Officer Hopps took off after the UFO again, screeching to a halt beside the metal capsule and the now deflated wing, which was lying on the ground as if it were impotent. All the while, the crowd which had previously cleared way now approached the mysterious visitor, ooohing and aaahing as crowds tend to do.

"Alright mister, I don't know what you thought you were doing, but it ends now."

The thing in the cockpit stared in bewilderment, although in the reflective visor of Fox's mask the only thing the officer saw was fear. "You speak Cornerian?"

Judy refused to admit to herself that she felt more than a bit intimidated as the weirdo in the spacesuit started to climb out from his capsule. I say "started", of course, because it just didn't seem to stop, on and on and on, higher and higher he stood without end in sight. The whole thing, be it the creepy mask with the soulless tinted glass apertures, or the arms and legs that were a whole order of magnitude too long, all of it was just wrong, and it only got worse as she craned her head farther and farther back, the creature's head now blocking out the sun and casting her in its shadow. It was easily taller than 95% of Zootopians, and in stark contrast to the formerly quadrupedal creatures who'd magically started walking upright one day, this thing was a proper petting zoo person, with shoulders so broad they seemed more like a counter-top or a table than anything you'd expect to find on a living creature. Its forearms could give Bogo a run for his money at the precinct arm wrestling tournament, and dear god its legs: Judy had never seen anything like them. They were thick, towering over her like a pair of tree trunks, capped in steel boots that thudded about like they were heavy enough to be her partner on a see-saw. This thing, this creature, this, this invader may not have been an elephant, but one wrong step from either of those boots would leave her no less dead than if she had been personally sat on by Donald Trunk himself.

Whether or not she was terrified of this thing, she had a job to do.
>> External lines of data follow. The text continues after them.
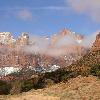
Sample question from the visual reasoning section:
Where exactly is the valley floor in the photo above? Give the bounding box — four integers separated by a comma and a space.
0, 76, 100, 100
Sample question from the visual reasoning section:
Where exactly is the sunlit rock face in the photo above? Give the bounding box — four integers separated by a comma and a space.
0, 29, 84, 78
0, 32, 15, 45
92, 32, 100, 51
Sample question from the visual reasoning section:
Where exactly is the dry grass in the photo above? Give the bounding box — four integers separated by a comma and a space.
0, 76, 100, 100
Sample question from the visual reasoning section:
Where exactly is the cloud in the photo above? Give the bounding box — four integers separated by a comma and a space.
65, 0, 100, 22
17, 9, 33, 20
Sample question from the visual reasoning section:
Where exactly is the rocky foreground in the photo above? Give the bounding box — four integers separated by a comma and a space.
0, 76, 100, 100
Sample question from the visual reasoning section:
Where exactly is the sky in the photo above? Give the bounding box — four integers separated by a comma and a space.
0, 0, 100, 37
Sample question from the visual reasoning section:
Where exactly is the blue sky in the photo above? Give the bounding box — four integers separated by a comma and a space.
0, 0, 100, 36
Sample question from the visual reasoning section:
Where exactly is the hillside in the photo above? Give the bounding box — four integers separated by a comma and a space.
0, 76, 100, 100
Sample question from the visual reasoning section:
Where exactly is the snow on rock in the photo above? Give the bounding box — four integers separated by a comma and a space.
0, 67, 20, 76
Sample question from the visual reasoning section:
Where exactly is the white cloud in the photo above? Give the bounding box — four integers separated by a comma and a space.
17, 9, 33, 20
66, 0, 100, 22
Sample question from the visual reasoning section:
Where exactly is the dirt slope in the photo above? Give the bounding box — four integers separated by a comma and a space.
0, 76, 100, 100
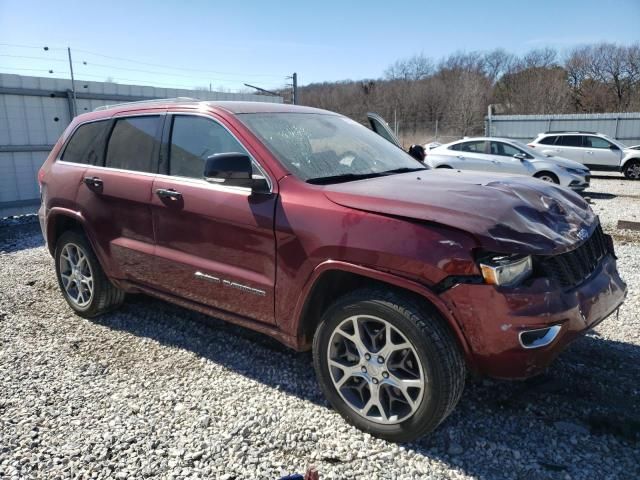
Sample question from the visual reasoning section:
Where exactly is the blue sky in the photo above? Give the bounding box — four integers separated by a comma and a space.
0, 0, 640, 90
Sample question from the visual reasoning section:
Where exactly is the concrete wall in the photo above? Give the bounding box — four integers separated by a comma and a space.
485, 112, 640, 146
0, 73, 282, 218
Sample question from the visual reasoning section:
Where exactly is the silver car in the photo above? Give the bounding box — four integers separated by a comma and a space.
425, 137, 591, 192
529, 132, 640, 180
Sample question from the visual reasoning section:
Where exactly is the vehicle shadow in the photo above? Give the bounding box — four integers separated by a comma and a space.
92, 295, 640, 479
0, 222, 44, 254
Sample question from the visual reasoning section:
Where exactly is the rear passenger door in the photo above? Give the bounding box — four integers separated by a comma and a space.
489, 141, 534, 175
582, 135, 622, 169
152, 114, 277, 323
449, 140, 495, 172
545, 135, 584, 163
78, 115, 164, 284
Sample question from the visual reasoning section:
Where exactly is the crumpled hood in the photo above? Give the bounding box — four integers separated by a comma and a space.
324, 170, 597, 255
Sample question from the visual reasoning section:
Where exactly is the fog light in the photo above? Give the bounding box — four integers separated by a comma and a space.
519, 325, 562, 348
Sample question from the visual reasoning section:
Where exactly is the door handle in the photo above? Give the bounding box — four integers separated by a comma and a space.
156, 188, 182, 200
83, 177, 103, 188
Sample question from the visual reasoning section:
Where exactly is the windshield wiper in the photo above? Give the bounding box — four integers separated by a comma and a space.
307, 167, 428, 185
307, 172, 385, 185
380, 167, 429, 175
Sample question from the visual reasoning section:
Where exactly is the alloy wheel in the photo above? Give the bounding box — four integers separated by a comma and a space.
626, 162, 640, 180
60, 243, 93, 308
327, 315, 426, 425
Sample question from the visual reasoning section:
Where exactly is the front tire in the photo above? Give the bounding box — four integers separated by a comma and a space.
313, 289, 466, 442
622, 160, 640, 180
54, 230, 124, 318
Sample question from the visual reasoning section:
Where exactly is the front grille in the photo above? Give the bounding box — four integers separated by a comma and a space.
536, 225, 613, 290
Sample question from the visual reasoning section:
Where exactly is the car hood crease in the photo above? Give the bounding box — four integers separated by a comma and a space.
324, 171, 597, 255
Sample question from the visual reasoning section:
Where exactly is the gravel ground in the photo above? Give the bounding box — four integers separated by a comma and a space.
0, 178, 640, 480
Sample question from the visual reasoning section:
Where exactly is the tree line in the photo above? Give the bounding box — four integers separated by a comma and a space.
298, 43, 640, 141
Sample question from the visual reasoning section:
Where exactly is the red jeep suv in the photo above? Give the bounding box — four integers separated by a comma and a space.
39, 99, 626, 441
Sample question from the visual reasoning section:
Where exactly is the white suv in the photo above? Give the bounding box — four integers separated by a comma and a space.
529, 132, 640, 180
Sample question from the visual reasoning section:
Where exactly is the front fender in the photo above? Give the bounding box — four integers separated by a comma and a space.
293, 260, 471, 359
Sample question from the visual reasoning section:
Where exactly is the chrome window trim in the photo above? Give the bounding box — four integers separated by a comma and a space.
57, 160, 255, 194
55, 110, 274, 193
166, 112, 273, 193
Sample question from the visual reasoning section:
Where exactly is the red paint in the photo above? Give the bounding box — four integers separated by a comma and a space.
39, 102, 626, 377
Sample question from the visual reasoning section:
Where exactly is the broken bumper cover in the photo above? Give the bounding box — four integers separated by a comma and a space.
441, 255, 627, 378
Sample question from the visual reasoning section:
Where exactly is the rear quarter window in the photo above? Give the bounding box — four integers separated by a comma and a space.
105, 116, 160, 173
60, 120, 109, 165
556, 135, 582, 147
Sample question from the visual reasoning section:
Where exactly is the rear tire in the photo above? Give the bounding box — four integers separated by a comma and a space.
313, 289, 466, 442
534, 172, 560, 184
622, 160, 640, 180
54, 230, 125, 318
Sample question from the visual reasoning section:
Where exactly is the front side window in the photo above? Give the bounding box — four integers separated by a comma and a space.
584, 137, 611, 150
61, 120, 109, 165
460, 140, 487, 153
556, 135, 582, 147
169, 115, 249, 178
491, 142, 524, 157
105, 116, 160, 173
238, 113, 425, 183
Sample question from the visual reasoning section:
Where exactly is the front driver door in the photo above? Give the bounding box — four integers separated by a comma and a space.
490, 142, 533, 175
152, 114, 277, 323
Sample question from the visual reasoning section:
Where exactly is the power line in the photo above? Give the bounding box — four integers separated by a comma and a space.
0, 53, 68, 62
74, 48, 282, 78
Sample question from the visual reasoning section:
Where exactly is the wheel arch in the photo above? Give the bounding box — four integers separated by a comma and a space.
294, 260, 472, 361
620, 155, 640, 172
533, 170, 560, 183
45, 207, 91, 255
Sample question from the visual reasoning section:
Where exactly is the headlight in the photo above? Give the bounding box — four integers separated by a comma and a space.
565, 168, 589, 176
480, 255, 533, 286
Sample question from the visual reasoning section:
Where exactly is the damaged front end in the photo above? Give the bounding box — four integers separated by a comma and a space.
440, 222, 627, 378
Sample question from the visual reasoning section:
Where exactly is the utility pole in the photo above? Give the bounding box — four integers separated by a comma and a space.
67, 47, 78, 117
292, 72, 298, 105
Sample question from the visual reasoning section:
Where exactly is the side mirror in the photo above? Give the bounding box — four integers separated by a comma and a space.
204, 153, 253, 188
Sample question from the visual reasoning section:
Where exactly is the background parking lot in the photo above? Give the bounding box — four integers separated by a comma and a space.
0, 175, 640, 479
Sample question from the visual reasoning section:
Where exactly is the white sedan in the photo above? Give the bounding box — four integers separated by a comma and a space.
425, 137, 591, 192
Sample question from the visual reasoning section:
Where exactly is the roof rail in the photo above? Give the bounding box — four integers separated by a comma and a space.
544, 130, 602, 135
93, 97, 200, 112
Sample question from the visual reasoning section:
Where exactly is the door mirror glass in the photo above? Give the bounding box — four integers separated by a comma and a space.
204, 153, 253, 188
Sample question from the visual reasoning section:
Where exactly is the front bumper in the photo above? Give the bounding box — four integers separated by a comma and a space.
441, 255, 627, 378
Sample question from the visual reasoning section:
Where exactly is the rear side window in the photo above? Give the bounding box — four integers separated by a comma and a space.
538, 135, 558, 145
584, 137, 611, 149
169, 115, 249, 178
61, 120, 109, 165
491, 142, 524, 157
459, 140, 487, 153
105, 116, 160, 173
556, 135, 582, 147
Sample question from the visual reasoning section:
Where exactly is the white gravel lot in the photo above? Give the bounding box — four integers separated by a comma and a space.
0, 178, 640, 480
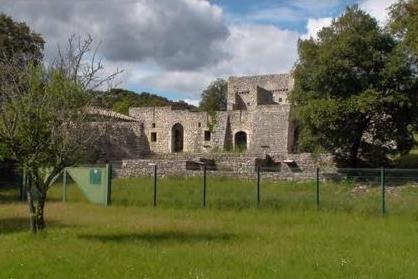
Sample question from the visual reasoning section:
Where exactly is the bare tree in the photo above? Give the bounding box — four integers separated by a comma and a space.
0, 36, 121, 232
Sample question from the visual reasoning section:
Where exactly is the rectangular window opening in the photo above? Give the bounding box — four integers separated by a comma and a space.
205, 131, 211, 141
151, 132, 157, 142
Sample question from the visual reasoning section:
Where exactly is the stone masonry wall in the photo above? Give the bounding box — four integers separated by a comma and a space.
114, 153, 336, 180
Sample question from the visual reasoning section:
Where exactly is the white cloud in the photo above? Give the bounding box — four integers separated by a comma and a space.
0, 0, 228, 70
5, 0, 395, 103
301, 17, 332, 39
359, 0, 397, 24
130, 25, 299, 99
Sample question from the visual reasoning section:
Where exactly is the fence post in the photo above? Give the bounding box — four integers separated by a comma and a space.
62, 169, 67, 202
380, 167, 386, 215
20, 171, 26, 201
202, 164, 206, 208
316, 168, 319, 209
257, 166, 260, 207
106, 164, 112, 208
152, 164, 157, 207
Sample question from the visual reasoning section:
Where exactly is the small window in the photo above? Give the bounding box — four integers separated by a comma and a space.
151, 132, 157, 142
205, 131, 211, 141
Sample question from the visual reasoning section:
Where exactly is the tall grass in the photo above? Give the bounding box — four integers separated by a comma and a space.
49, 175, 418, 215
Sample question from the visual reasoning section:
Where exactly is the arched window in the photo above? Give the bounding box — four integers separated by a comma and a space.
234, 131, 247, 152
171, 123, 184, 152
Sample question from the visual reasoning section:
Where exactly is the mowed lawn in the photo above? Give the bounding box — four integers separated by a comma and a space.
0, 178, 418, 278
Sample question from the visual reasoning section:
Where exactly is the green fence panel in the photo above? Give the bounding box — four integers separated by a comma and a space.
64, 167, 111, 205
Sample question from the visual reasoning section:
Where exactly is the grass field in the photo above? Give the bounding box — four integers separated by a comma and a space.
0, 178, 418, 278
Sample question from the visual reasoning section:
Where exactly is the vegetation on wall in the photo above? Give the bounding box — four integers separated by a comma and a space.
92, 88, 196, 114
199, 79, 228, 132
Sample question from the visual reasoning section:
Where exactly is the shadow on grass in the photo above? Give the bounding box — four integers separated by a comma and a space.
78, 231, 237, 243
0, 217, 66, 234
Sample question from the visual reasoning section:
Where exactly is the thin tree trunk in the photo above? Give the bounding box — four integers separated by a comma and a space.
36, 193, 46, 231
26, 176, 37, 233
350, 137, 361, 168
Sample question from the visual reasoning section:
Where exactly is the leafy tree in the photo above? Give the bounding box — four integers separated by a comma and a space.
199, 79, 228, 112
389, 0, 418, 57
0, 37, 118, 232
0, 14, 45, 66
291, 6, 417, 166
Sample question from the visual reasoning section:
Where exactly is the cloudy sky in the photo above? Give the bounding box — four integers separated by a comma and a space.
0, 0, 394, 103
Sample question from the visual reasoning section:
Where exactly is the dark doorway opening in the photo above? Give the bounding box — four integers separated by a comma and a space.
235, 131, 247, 152
171, 123, 184, 152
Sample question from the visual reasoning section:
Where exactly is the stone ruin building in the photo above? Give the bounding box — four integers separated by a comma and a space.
129, 74, 293, 154
101, 74, 334, 179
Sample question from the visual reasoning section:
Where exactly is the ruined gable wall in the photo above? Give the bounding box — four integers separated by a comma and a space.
227, 74, 293, 110
129, 107, 222, 153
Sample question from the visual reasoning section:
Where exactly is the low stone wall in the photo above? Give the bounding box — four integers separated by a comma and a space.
114, 153, 336, 180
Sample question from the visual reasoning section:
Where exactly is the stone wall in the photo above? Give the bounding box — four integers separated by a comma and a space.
91, 121, 150, 162
227, 74, 293, 110
129, 106, 212, 153
114, 153, 336, 180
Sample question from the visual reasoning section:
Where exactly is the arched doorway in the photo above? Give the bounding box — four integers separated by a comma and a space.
171, 123, 184, 152
234, 131, 247, 152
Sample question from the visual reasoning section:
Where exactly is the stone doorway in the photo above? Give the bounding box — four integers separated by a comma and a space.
234, 131, 247, 152
171, 123, 184, 152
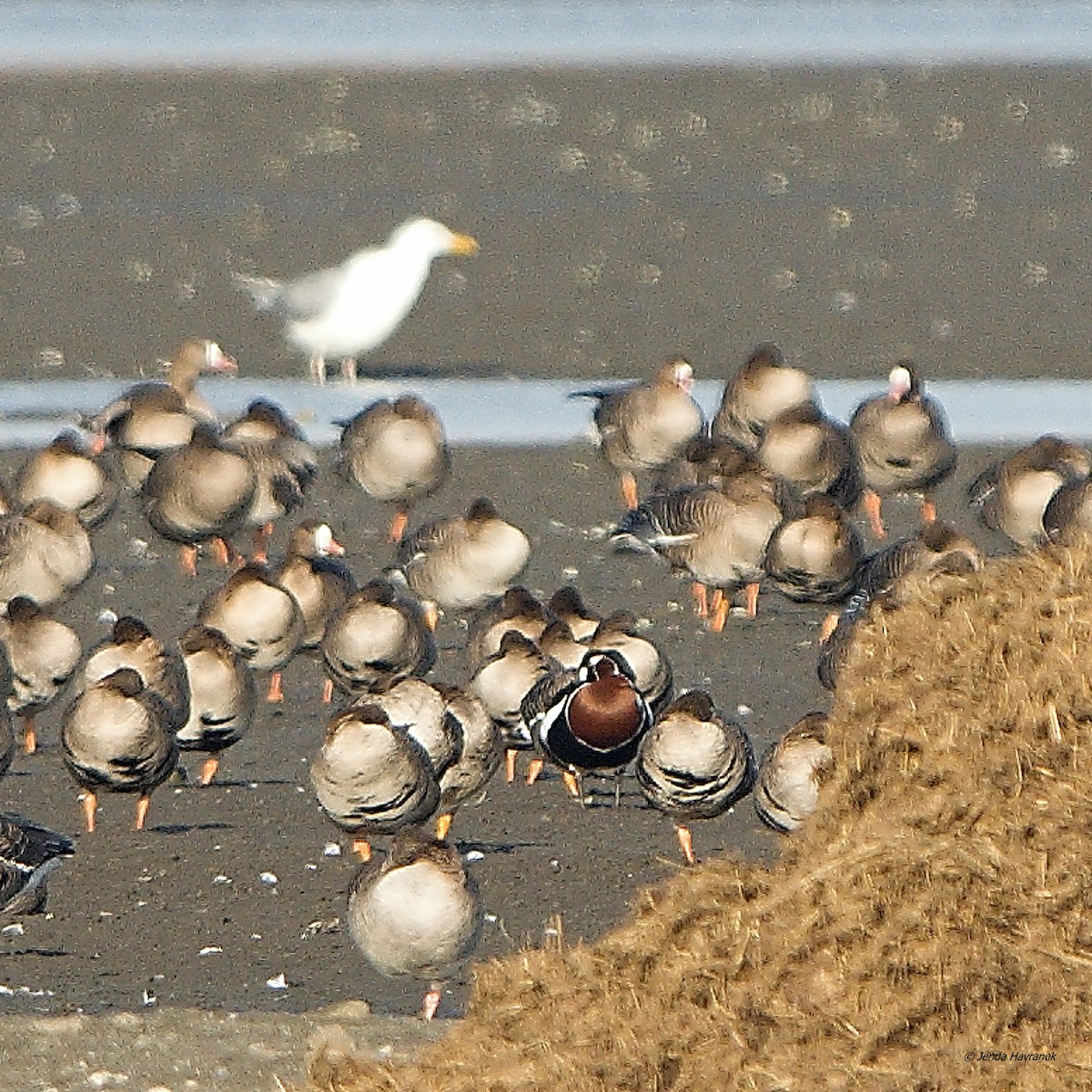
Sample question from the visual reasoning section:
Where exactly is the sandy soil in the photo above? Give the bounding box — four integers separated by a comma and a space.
0, 57, 1066, 1092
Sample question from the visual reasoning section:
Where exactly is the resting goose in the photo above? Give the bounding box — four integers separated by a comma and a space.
346, 834, 485, 1020
569, 357, 704, 508
850, 360, 956, 539
335, 394, 451, 541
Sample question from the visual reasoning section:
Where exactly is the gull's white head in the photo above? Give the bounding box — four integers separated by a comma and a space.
387, 217, 479, 258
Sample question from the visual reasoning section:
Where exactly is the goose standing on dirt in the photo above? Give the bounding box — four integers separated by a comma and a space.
436, 683, 503, 842
569, 357, 705, 509
197, 564, 305, 703
754, 713, 834, 834
0, 814, 76, 914
634, 690, 754, 864
318, 580, 436, 701
0, 500, 95, 607
711, 342, 814, 451
83, 615, 190, 732
764, 492, 864, 602
967, 436, 1092, 550
142, 425, 258, 577
12, 431, 118, 528
0, 595, 83, 754
334, 394, 451, 542
348, 834, 485, 1020
311, 703, 440, 861
176, 626, 257, 785
395, 497, 531, 628
235, 217, 479, 383
88, 338, 238, 490
61, 667, 178, 834
222, 399, 318, 564
466, 629, 557, 782
850, 360, 956, 539
273, 523, 356, 649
"You're under arrest, asshole."

"Listen-" Fox said, reaching to take off his mask. This would prove to be a big mistake. "-I'm sorry about the airport, but I can explain-"

But Officer Hopps never heard the end of that sentence. Her brain froze upon seeing his face, as an icicle of dread crackled down her spine. These people weren't as paranoid as Corneria had been before the war. No, the city of Zootopia was even worse.

"This is Hopps, I've got a savage!" She was yelling into the mic so loud it was almost a scream, her voice audible to anyone and everyone within 30 meters. "Repeat, I've got a savage!" The crowd disbanded immediately, some of the younger ones screaming as they fled.

"A what? Officer, I can explain-" Fox took exactly one step towards this rabbit.

"STAY BACK!" Her glock was drawn in an instant, and Fox flinched, quite noticeably.

"STAY BACK!" Fox took a big step back, his sheer scale worrying Judy that much more.

"I SAID STAY BACK" Fox noticed that her hands quivered. Being held at gunpoint by someone scared halfway to death was hardly a good place to be, and Fox knew he had seconds (at most) to do something before that ditzy bunny pulled the trigger. So he bolted, only to be knocked to the ground by a sharp thwack in his side.

He'd been shot.

Remembering the plan B strapped to the chest of his suit, he pressed the button mounted to his glove just as something grazed his shoulder. A shimmering sphere appeared around him, and Fox McCloud vanished into the wormhole aperture moments later. Judy, meanwhile, let out a guttural yell like a soldier charging into battle and ran into the sphere, shooting at it the entire time. The launch chamber rang with the cries of ricocheting bullets, and it was amidst this ringing that Fox McCloud fell onto the concrete floor, collapsing right next to the launcher in a growing pool of some warm fluid and blacking out moments later.


Author's Note:

Spillover infection, also known as pathogen spillover and spillover event, occurs when a reservoir population with a high pathogen prevalence comes into contact with a novel host population. The infection is transmitted from the reservoir population and may or may not be transmitted within the host population.